Mitsubishi Outlander Lemon Law - Software Recall

Mitsubishi Motors North America notified the National Highway Traffic Safety Administration (NHTSA) on Sept. 14 they will recall almost 60,000 SUVs equipped with faulty safety systems.

The Cypress, California-based manufacturer sent the NHTSA a safety recall stating they will recall 58,916 2017-2018 Mitsubishi Outlander, 2018 Mitsubishi Outlander Sport, and 2018 Mitsubishi Eclipse Cross vehicles built between Aug. 1, 2016 and April 13, 2018.

The affected vehicles contain inappropriate software in their hydraulics’ Electronic Control Units (ECU). The software causes electrical noise when the hydraulic unit’s pump motor operates, resetting the ECU. This can cause numerous safety problems including disabling automatic braking, locking the wheels, canceling electrical stability control functions, or releasing the brake during brake auto hold.

If you are an owner of a lemon Mitsubishi, contact Allen Stewart’s team of experienced lemon law attorneys today.

Mitsubishi first received reports regarding Adaptive Cruise Control problems in March 2017. Engineers were unable to replicate the error. The manufacturer received two additional reports from April to August 2017, and was later able to reproduce the defect using returned parts. Mitsubishi worked with Fort Mill, South Carolina-based component supplier Continental Automotive Systems from December 2017 to April 2018, eventually finding fault in the hydraulic ECU software.

Mitsubishi decided on Sept. 7, 2018 to conduct a safety recall.

Mitsubishi will notify owners, and dealers will update the Hydraulic Unit-ECU software, free of charge. The recall is expected to begin October 16, 2018. Owners may contact Mitsubishi customer service at 1-888-648-7820. Mitsubishi’s number for this recall is SR-18-008. Mitsubishi consumers can also visit the NHTSA’s website, and enter their VIN to see if their vehicle is included in any recalls.

Your vehicle’s manufacturer is legally required to fix any recalled problems for free. If the dealership refuses to fix the part or tries to charge you for the repair, contact the manufacturer immediately. The Highway Safety Act of 1970, which created the NHTSA, requires car manufacturers to pay for the recall and replacement of a defective part.
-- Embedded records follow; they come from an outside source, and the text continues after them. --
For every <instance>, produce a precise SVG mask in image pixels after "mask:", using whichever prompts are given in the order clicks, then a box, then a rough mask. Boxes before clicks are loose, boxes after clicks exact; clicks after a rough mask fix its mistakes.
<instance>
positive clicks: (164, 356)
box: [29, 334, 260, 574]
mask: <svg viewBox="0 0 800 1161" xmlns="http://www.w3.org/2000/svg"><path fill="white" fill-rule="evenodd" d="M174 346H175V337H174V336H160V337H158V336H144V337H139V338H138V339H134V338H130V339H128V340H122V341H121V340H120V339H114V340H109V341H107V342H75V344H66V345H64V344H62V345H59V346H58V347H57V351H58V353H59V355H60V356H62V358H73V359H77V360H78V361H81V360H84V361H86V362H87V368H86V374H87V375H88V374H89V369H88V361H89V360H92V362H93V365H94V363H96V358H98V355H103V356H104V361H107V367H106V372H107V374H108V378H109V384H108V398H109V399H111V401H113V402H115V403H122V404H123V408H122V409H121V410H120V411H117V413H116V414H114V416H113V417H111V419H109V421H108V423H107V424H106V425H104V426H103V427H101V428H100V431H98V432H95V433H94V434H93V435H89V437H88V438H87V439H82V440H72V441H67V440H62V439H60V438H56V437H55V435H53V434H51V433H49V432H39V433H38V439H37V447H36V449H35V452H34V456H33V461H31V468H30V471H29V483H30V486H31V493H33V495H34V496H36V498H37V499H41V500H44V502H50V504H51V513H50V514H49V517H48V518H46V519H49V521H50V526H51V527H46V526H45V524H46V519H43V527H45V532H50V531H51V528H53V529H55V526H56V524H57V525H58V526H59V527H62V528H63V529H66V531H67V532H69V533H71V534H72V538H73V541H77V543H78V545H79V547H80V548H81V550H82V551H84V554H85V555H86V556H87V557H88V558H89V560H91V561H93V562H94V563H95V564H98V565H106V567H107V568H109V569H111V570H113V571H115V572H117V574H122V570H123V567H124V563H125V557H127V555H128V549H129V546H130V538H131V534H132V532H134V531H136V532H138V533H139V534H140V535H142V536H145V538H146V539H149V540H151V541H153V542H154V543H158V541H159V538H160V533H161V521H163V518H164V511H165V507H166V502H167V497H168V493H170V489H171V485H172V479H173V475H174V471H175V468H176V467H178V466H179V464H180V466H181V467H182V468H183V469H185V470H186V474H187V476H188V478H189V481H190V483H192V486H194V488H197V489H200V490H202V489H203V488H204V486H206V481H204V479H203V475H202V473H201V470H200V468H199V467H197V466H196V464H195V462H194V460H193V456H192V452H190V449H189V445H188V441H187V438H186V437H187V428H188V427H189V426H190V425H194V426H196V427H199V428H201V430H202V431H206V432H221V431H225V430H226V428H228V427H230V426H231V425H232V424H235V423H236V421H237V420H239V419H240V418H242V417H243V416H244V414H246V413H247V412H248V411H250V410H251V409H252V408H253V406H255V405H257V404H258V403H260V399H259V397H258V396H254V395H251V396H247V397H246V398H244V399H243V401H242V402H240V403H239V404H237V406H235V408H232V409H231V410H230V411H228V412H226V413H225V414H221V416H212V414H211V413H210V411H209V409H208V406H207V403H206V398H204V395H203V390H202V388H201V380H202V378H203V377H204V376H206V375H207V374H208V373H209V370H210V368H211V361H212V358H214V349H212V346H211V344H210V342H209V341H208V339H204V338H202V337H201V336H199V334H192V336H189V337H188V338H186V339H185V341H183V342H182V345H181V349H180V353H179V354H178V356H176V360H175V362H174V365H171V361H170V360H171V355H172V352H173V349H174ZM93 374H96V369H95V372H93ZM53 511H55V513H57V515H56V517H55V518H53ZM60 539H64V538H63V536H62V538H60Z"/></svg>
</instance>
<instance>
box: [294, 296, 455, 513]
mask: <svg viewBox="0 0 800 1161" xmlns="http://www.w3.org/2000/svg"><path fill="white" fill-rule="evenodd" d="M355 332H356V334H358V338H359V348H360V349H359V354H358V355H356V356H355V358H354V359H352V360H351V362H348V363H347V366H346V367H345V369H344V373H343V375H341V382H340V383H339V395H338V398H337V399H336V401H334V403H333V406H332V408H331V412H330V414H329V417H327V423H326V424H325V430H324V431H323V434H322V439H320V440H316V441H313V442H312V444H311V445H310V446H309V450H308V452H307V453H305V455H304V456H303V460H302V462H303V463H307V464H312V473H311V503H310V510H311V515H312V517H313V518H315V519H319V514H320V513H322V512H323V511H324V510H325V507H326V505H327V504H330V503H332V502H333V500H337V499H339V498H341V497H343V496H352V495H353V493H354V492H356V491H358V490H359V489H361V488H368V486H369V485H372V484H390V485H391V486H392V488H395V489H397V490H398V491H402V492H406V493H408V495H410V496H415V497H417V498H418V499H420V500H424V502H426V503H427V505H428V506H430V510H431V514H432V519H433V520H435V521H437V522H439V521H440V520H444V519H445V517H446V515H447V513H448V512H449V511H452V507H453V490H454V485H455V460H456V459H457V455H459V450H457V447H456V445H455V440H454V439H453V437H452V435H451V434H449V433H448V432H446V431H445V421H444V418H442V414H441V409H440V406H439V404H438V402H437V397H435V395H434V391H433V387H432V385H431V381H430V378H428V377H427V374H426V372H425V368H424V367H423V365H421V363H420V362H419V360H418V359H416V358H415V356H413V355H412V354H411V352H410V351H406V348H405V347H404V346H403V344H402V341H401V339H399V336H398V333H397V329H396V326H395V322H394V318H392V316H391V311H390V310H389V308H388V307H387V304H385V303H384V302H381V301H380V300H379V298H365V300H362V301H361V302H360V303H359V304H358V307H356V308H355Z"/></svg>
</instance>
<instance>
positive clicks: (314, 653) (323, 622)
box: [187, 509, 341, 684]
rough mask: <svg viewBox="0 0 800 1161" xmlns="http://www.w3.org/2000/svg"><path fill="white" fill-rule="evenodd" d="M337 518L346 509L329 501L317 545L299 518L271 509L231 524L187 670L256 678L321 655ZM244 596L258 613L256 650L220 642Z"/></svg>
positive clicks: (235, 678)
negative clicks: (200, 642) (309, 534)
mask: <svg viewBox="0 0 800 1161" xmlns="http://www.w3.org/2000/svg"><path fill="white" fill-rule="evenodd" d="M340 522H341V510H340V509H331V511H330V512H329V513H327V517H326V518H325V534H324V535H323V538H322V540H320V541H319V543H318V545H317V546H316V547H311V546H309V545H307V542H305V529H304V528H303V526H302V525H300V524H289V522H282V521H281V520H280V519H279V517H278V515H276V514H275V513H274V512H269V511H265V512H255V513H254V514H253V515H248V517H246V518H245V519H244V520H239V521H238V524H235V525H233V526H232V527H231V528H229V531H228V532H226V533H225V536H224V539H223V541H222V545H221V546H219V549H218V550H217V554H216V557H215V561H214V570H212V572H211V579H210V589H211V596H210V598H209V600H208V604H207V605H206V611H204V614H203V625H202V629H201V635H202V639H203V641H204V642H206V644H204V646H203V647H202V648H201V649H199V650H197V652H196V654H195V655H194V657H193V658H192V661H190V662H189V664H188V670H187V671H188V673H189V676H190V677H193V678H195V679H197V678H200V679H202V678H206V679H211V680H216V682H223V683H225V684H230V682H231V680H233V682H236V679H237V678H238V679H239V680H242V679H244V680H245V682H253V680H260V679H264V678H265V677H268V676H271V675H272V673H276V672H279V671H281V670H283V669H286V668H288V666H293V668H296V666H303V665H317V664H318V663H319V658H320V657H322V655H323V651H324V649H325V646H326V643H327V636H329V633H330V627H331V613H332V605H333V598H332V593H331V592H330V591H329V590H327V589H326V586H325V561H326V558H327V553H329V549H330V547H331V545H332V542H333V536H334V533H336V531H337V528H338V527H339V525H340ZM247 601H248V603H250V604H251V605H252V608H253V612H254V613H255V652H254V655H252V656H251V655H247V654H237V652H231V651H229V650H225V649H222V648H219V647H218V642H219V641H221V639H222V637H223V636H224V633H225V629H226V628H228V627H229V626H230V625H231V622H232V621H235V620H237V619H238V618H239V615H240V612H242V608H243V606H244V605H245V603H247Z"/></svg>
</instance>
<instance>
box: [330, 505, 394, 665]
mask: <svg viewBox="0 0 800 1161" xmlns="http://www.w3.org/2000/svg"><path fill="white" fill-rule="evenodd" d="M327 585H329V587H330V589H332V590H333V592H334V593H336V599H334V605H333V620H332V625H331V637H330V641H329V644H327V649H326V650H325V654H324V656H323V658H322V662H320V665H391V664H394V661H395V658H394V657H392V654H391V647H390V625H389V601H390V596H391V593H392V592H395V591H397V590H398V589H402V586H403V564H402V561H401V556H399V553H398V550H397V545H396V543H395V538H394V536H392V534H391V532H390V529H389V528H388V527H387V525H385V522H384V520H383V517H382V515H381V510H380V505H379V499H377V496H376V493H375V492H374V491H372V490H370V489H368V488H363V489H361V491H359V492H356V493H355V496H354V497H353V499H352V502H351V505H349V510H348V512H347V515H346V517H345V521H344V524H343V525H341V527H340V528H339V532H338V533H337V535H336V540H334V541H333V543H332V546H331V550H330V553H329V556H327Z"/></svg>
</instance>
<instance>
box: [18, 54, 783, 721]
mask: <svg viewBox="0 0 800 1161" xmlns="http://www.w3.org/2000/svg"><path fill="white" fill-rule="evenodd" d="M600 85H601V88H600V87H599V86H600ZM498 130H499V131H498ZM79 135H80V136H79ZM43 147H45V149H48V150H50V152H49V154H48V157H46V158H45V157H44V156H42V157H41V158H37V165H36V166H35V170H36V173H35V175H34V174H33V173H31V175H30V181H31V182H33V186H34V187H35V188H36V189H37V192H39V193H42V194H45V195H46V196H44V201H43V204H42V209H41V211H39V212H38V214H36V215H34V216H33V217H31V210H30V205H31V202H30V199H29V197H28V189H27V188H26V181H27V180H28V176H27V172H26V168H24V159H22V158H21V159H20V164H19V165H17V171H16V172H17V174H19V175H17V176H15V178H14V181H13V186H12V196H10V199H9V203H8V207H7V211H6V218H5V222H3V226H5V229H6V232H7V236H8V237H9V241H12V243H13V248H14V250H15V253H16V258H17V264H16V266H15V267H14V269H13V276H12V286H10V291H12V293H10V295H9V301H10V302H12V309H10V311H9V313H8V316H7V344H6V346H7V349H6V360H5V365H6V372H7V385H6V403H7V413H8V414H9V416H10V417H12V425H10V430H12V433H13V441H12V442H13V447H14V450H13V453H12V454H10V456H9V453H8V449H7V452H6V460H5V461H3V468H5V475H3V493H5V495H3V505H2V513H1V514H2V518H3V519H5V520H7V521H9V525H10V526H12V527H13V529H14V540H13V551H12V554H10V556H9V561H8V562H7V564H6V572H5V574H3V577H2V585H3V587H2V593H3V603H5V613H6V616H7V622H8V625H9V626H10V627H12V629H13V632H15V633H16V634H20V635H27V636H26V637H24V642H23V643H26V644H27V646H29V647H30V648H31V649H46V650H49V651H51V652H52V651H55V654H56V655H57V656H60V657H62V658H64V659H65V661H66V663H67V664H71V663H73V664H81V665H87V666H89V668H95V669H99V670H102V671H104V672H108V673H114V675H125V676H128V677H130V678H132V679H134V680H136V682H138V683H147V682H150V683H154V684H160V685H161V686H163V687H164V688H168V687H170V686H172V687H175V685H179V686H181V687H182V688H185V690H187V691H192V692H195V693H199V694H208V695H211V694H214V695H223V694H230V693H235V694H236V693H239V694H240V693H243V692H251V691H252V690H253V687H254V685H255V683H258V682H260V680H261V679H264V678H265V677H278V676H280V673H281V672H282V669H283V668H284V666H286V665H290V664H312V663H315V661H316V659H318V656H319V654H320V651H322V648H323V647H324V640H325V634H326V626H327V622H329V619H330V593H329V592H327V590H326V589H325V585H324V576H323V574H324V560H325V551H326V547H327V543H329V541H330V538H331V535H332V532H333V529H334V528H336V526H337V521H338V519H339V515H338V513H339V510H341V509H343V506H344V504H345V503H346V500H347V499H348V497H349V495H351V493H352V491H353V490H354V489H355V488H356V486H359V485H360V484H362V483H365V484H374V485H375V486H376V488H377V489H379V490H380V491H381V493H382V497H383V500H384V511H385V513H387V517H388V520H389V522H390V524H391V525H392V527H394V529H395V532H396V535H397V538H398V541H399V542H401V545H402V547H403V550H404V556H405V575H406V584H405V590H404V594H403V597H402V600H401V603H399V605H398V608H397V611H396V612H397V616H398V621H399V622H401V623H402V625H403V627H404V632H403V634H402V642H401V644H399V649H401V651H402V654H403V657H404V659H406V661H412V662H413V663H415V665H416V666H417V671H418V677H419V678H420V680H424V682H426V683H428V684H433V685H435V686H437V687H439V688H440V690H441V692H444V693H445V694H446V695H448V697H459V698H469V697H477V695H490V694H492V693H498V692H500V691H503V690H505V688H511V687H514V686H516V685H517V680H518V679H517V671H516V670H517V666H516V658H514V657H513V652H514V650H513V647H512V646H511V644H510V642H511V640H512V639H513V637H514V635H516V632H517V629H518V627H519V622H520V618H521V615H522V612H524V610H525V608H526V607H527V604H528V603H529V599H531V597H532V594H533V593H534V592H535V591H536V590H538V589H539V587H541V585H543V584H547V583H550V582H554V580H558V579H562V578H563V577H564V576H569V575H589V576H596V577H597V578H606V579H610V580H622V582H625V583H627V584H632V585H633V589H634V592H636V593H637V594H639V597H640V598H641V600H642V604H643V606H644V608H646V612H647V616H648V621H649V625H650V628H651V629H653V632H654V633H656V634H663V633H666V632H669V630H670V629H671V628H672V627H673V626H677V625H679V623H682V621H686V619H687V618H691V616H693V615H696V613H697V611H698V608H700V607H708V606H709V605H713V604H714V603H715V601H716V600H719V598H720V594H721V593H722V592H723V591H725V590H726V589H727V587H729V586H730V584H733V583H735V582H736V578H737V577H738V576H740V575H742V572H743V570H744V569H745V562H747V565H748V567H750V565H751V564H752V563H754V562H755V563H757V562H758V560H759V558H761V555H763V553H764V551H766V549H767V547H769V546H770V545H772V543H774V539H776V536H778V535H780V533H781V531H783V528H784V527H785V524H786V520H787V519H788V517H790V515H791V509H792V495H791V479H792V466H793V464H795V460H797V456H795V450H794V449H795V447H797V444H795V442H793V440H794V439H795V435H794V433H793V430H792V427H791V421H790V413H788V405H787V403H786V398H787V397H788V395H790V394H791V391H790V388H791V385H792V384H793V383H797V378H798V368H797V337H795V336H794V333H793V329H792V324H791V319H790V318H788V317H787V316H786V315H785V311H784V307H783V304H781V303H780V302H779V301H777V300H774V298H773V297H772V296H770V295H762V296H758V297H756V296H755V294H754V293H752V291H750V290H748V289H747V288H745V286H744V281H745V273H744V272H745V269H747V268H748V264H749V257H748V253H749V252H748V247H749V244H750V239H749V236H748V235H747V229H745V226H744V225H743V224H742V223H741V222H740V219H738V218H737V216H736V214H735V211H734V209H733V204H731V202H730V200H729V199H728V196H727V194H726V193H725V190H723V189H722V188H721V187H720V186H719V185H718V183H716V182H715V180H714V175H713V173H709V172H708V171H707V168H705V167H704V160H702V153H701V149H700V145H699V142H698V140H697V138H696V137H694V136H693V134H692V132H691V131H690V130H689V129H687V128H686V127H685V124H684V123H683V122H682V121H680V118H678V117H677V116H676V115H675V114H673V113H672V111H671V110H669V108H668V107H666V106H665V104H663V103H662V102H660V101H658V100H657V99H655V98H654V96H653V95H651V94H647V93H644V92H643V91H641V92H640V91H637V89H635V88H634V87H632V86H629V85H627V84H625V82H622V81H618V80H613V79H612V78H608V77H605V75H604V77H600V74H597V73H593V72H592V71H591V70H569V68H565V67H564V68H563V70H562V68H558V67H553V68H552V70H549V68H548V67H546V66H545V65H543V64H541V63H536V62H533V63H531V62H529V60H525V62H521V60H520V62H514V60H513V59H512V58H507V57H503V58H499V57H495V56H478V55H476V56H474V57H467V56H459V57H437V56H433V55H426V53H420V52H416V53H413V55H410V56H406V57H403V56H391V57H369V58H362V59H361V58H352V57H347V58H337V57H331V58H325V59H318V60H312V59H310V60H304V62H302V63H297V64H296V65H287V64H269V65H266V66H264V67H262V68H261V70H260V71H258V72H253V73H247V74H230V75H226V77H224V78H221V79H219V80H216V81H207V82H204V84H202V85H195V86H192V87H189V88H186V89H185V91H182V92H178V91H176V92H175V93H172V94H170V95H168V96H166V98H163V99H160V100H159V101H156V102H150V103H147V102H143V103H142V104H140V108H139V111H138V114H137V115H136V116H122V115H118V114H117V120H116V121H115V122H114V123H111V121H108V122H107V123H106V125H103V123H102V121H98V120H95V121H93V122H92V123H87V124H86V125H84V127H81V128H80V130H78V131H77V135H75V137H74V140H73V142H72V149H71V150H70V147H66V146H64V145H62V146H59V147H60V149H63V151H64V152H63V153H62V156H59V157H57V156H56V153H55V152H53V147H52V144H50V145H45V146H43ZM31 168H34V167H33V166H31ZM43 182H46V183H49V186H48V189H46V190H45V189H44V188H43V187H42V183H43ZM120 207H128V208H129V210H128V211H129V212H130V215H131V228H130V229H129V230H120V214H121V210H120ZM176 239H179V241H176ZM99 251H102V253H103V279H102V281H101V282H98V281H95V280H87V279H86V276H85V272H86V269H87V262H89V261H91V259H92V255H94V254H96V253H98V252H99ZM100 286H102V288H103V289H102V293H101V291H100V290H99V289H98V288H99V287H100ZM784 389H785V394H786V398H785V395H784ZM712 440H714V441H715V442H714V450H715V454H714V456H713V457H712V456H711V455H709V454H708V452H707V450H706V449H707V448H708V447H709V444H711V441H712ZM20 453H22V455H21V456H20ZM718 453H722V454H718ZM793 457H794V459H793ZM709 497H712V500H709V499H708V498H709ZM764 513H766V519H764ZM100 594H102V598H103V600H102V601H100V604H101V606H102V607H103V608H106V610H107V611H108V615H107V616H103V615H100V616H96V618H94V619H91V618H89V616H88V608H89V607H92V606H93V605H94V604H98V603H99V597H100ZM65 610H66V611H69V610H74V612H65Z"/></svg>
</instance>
If the manufacturer fails to repair, replace, repurchase, or provide your recalled vehicle’s loss value, they are violating the warranty and a lawyer may be able to help you. Lemon law attorneys help their clients by dealing directly with the manufacturer on the clients’ behalf, working to promptly resolve the issue and get their clients back on the road. Thanks to the Magnuson-Moss Warranty Act, attorneys can seek their fees directly from the manufacturer, meaning a client can obtain legal counsel without having to pay attorneys’ fees directly out of pocket.